Thursday, April 19, 2012

Exclusive: G. Dep Calls Guilty Verdict 'God's Will'

'I'ma just stay strong and hopefully I'll see y'all in the near future,' the former Bad Boy MC tells MTV News in a jailhouse interview.
By Jesse Gissen


G Dep
Photo: Denise Truscello/ WireImage

Two days after being convicted of second-degree murder, G. Dep spoke exclusively to MTV News on Thursday (April 19), where he reacted to the verdict from behind bars.

"However it went down, it was just one of them things where I knew I was facing some type of charge, so whatever the verdict was, I knew it was God's will," Dep told us by phone as he awaits sentencing in lockup.

The former Bad Boy rapper, born Trevell Coleman, was found guilty on Tuesday of killing John Henkel in a botched robbery attempt nearly two decades ago in his hometown of Harlem.

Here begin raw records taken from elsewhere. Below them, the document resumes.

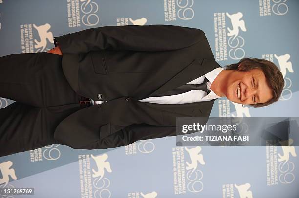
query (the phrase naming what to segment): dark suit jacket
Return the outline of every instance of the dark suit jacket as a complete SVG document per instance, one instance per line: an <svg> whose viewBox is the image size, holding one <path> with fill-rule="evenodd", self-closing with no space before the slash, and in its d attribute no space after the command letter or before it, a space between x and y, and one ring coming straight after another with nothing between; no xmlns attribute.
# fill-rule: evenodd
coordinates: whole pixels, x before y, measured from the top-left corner
<svg viewBox="0 0 299 198"><path fill-rule="evenodd" d="M138 101L220 67L202 30L168 25L110 26L55 38L74 90L95 101L108 101L63 120L54 134L60 144L74 148L114 148L176 135L176 117L209 117L215 99L175 105Z"/></svg>

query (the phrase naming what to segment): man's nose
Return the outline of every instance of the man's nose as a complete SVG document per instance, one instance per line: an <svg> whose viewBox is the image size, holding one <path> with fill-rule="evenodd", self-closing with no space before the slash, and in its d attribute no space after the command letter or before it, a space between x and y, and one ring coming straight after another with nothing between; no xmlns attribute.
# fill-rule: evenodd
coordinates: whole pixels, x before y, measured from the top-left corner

Coleman made headlines in 2010 after he confessed — unprovoked — that he had committed the crime in a surprising confession to police at Manhattan's 25th precinct. At the time, Coleman said that he longed to clear his conscience.

Although he took blame for the shooting, Coleman's lawyer, Anthony Ricco, argued in court last week that the victim was not the same man that police had pinned to the crime.

Despite the outcome, the 37-year-old seemed at peace with the judgment call. "You know, someone was taken from [the Henkel] family, so I can't feel like I was robbed in any kind of way," he said. "I just want to thank everyone that was involved in the case. I don't have no ill thoughts towards anybody."

That is if you don't count a few reporters who covered the case for New York's Daily News.

"I just wanna let people know there's a couple of reporters out there that's just talking that talk," he snarled. "I just had to make sure everything was everything," he explained about his decision to fight the charge in court. "I was already putting myself out there. I had to make sure everything was what it was. That's why the trial even was on."

G. Dep signed to Diddy's Bad Boy Records in 1998, and went on to release his debut LP, Child of the Ghetto, in 2001. The record spawned two well-received singles, "Let's Get It" and "Special Delivery," but Dep's rap career failed to take off. By 2003, he had parted ways with Bad Boy. Coleman took another stab at the indusry, dropping a mixtape the following year, but his various arrests and battles with drug abuse thwarted those efforts.

Dep is scheduled for sentencing on May 8, when he'll face up to 15 years in jail.

"I'ma just stay strong and hopefully I'll see y'all in the near future or the far future," Dep said when asked how he feels about the impending jail time. "I know life goes on, praise God. And one day maybe I could say hello to y'all again."